Lewis Hamilton delivered one of the most emotional victories of his career at the Barcelona-Catalunya Grand Prix, taking Ferrari’s first win since Mexico 2024 in a race that turned on a virtual safety car and ended with championship leader Kimi Antonelli stranded on the side of the track with four laps remaining. It was Hamilton’s 106th career victory and his first since the 2024 Belgian Grand Prix — and he was visibly overwhelmed by the significance of achieving it in red.
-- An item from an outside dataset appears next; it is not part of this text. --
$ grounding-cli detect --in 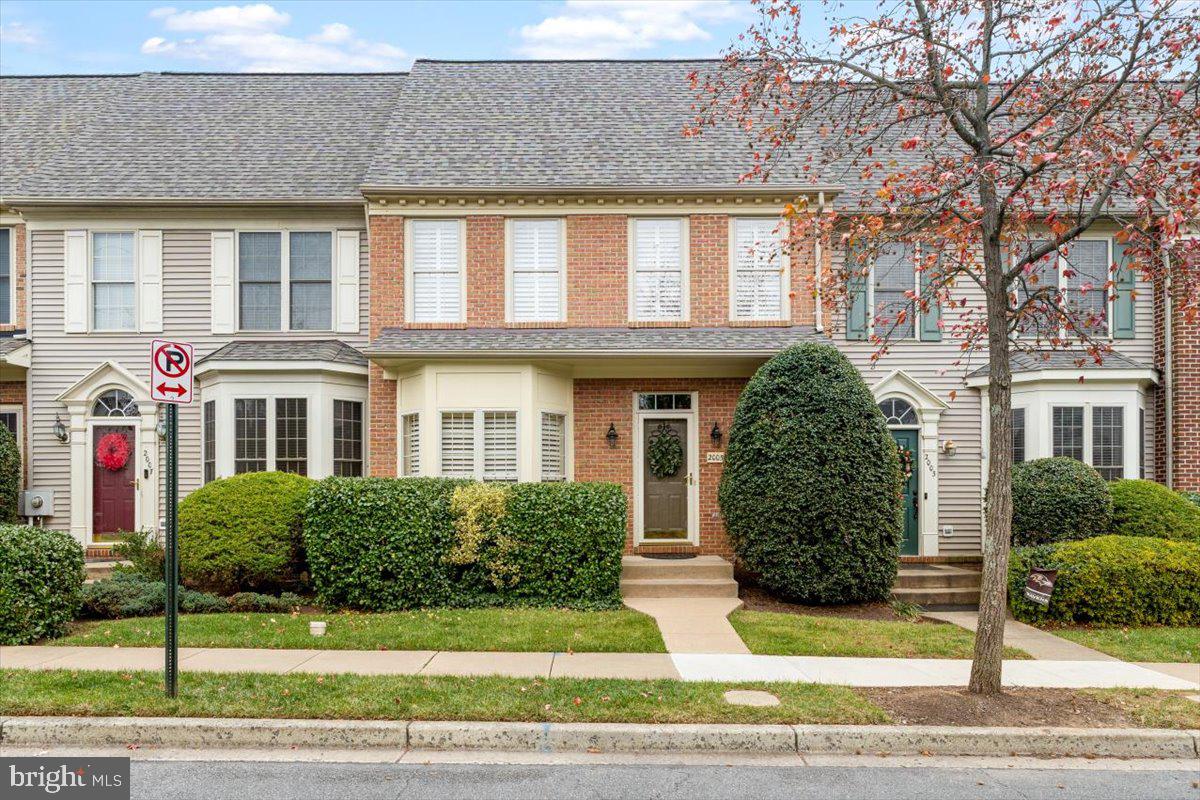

“I watched Ferrari have all that success when I was younger, watching it on TV, and I’ve always wondered what it will be like to win in that car — and it has come,” Hamilton said. “This is just the first of, I hope, many. Forza Ferrari.” George Russell finished second in what became the first all-British podium since the 1968 US Grand Prix, with Lando Norris completing the top three for McLaren. Antonelli’s retirement, combined with Hamilton’s win, trimmed the championship lead to 41 points — and Russell closes to within 50.
How Hamilton Won
For much of the afternoon, the race appeared to be heading towards yet another Mercedes result. Russell converted pole position into a lead at the start with Hamilton and Antonelli in train, and the three ran in that order for the first half of the race. The strategic divergence became clear early — Hamilton pitted on lap 11 from soft tyres, while Russell and Antonelli stayed out longer on mediums. When Hamilton stopped a second time on lap 27, the Mercedes pair began to pressure each other, with Antonelli closing onto Russell’s rear wing and attempting to pass at Turn One on several occasions before both were warned by the team not to waste time on their internal battle.
Russell made his final stop on lap 36, Antonelli a lap later, handing the lead to Hamilton — who still had one stop to make and appeared to face the task of managing his deficit to the advancing Mercedes before pitting and chasing them down in the closing stages. Then Fernando Alonso’s Aston Martin broke down at Turn Nine on lap 40, bringing out a virtual safety car. Under VSC conditions, a pit stop costs significantly less time than under racing speed. Hamilton had a 14-second lead — enough margin to stop and emerge still in front, on tyres eight laps fresher than his rivals. From that moment, the race was his.
The irony was not lost on anyone in the paddock. Hamilton’s win was Ferrari’s first in Spain since 2013 — delivered that day by Alonso, the very man whose retirement ten years later had gifted Hamilton the victory through the VSC. And the post-race interviews were conducted by Nico Rosberg, Hamilton’s former Mercedes team-mate — exactly ten years since the pair collided on the first lap of this same race while fighting for the title.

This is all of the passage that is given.